Ability for police and parking enforcement to accurately identify the registration and eliminate errors of writing down the tag number or errors in radioing in the numbers. This is especially useful with vanity plates that have some arcane combination of symbols and letters and numbers that are easy to misinterpret.
Faster way to ID a vehicle electronically. The officer would just aim a reader at the car and the info would pop up on his screen, no need to type it in on a computer or call it in.
Ability to scan vehicles at full speed at checkpoints
Better control of vehicles at the borders
Cars that run red lights would be accurately identified – no need for photographs that are hard to read during the daytime and almost useless at night.
Automated speed traps. A combination of radar and RFID readers would be incontrovertible evidence of speeders.
You’re may wonder if I work for the justice department. Actually no, but I am an advocate for better traffic control. I am convinced that it is the wild guy on the freeways that sets up situations where massive collisions occur. We all notice the guy who is weaving all over the place, passing around traffic at 85 in the slow lane, constantly changing lanes in an attempt to go 20 or 30 mph faster than the prevailing traffic. He is the guy who cuts in front of people scaring them into over reacting and causing accidents. This is often the guy who leaves dead people in his wake, unaware of the consequences of his reckless driving. Why does he get away with it? Because he enjoys effective anonymity on the road. Unless there is a cop right there, he is free to drive any way he wants with impunity.
I watched one of these guys on the way to work a few months ago. He was totally out of control. He was making such drastic lane changes in his truck that you could see the whole vehicle tilt left and right as he was careening around other cars. It wondered if he was on drugs.
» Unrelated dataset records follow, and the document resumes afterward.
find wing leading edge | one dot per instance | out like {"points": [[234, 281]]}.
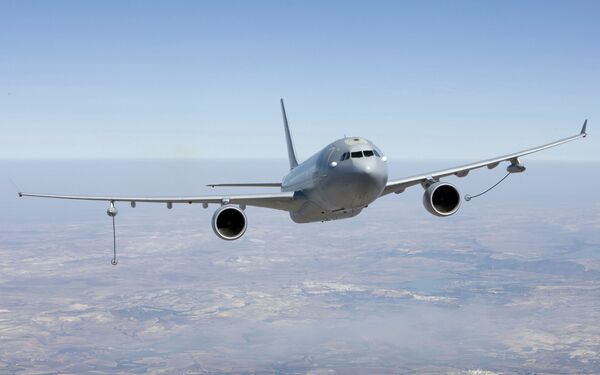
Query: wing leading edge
{"points": [[286, 201], [398, 186]]}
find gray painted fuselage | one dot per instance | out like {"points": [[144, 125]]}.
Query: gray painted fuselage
{"points": [[335, 188]]}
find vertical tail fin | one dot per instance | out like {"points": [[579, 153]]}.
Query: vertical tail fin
{"points": [[288, 138]]}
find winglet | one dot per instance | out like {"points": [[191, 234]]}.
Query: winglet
{"points": [[288, 138]]}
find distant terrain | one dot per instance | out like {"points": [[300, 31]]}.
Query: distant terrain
{"points": [[510, 284]]}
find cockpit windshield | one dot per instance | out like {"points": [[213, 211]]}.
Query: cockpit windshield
{"points": [[359, 154]]}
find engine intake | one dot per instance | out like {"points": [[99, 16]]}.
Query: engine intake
{"points": [[229, 222], [441, 199]]}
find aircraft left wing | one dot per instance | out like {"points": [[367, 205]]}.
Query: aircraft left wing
{"points": [[398, 186], [286, 201]]}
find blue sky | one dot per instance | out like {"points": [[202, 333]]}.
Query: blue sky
{"points": [[439, 80]]}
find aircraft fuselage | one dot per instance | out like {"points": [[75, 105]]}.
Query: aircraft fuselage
{"points": [[338, 181]]}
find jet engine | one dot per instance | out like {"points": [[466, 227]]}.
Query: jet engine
{"points": [[441, 199], [229, 222]]}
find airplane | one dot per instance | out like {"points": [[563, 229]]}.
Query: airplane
{"points": [[337, 182]]}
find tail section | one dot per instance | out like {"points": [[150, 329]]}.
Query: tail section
{"points": [[288, 138]]}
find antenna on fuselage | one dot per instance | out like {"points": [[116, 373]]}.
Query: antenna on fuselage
{"points": [[288, 138]]}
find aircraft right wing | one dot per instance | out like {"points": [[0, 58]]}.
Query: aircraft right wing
{"points": [[286, 201], [398, 186]]}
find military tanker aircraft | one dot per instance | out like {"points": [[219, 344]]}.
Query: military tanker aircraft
{"points": [[337, 182]]}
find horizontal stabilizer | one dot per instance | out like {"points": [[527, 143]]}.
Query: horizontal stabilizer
{"points": [[254, 184]]}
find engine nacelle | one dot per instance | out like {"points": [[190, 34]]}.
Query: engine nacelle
{"points": [[229, 222], [441, 199]]}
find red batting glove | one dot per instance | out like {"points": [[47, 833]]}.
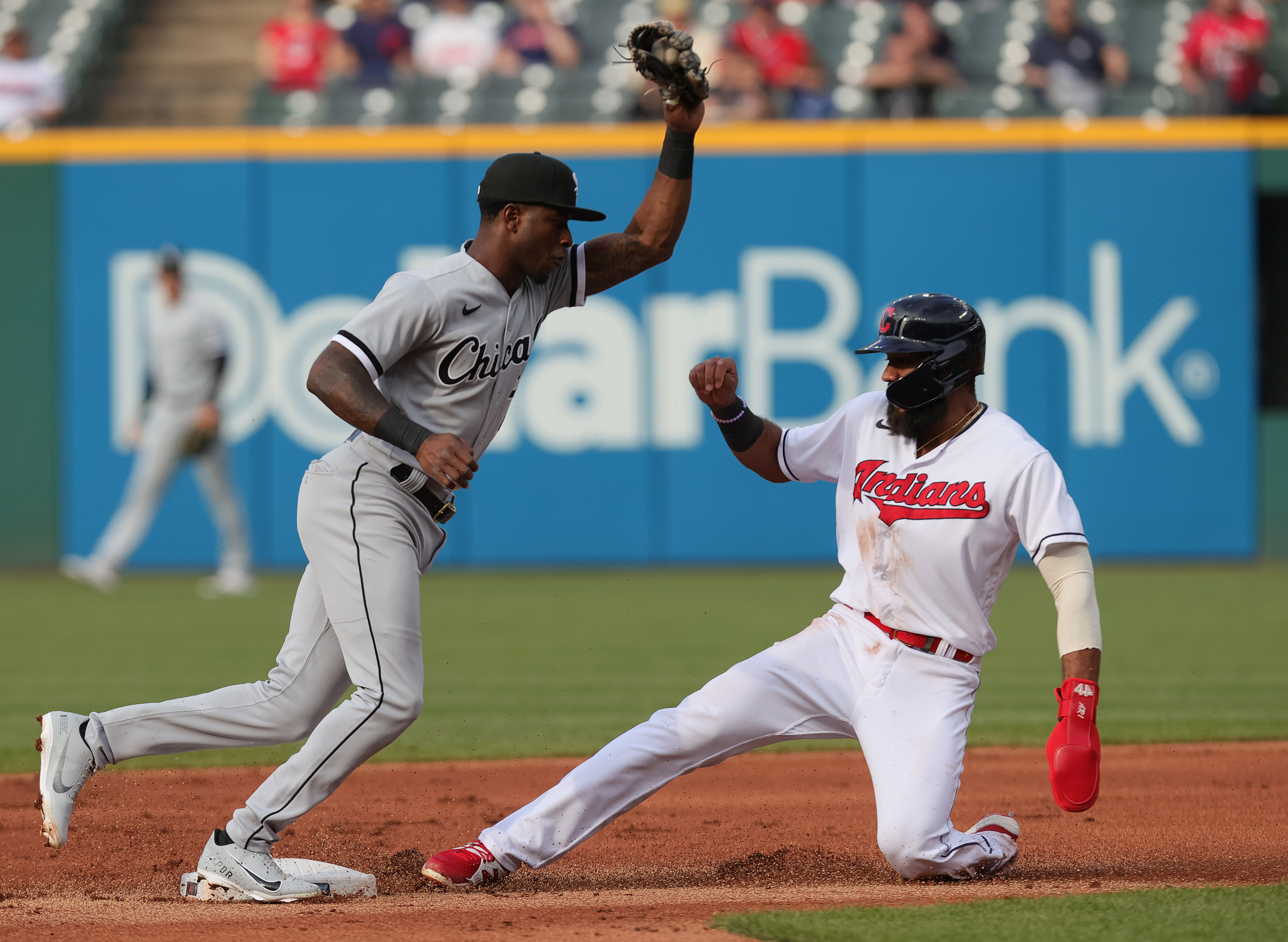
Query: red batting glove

When you see such a blatantly unsafe driver you instantly think “where is a cop when you need one.”
So, consider the impact on people’s driving habits if they knew that their speed or their driving was being constantly monitored as they go through every intersection. The RFID readers and radar detectors can be small enough to be unnoticeable, possibly buried in the pavement like the traffic sensors. Inconspicuous enough that you start to believe that they couldbe anywhere. Soon you pay more attention to your speed and you drive more conservatively knowing that the police have the advantage of technology. It is as if you amplified the effect of people driving in the vicinity of police cars where they take it easy and watch their driving.
Another thing to consider is our ever growing traffic congestion. As drivers pay more attention to speed and avoid reckless actions, there will be less stress on the road, fewer lane changes, which translates to less congestion, less road rage, an easier drive to work. Small changes in our driving habits would also save gasoline. A more conservative foot on the gas pedal will save a huge amount of energy across the entire population.
It is time to move away from the no-tech license plate and encourage people to be more responsible. A little psychology can save energy and so many lives.
To those who counter with the argument that RFID is somehow an invasion of privacy, my response is that if you are one of the people running red lights and doing 50 in a 35 zone, you have made the conscious decision to ignore other people's safety and deserve to be caught. RFID license plates are just a more effective way to make drivers accountable for their actions and in the process, make the roads safer.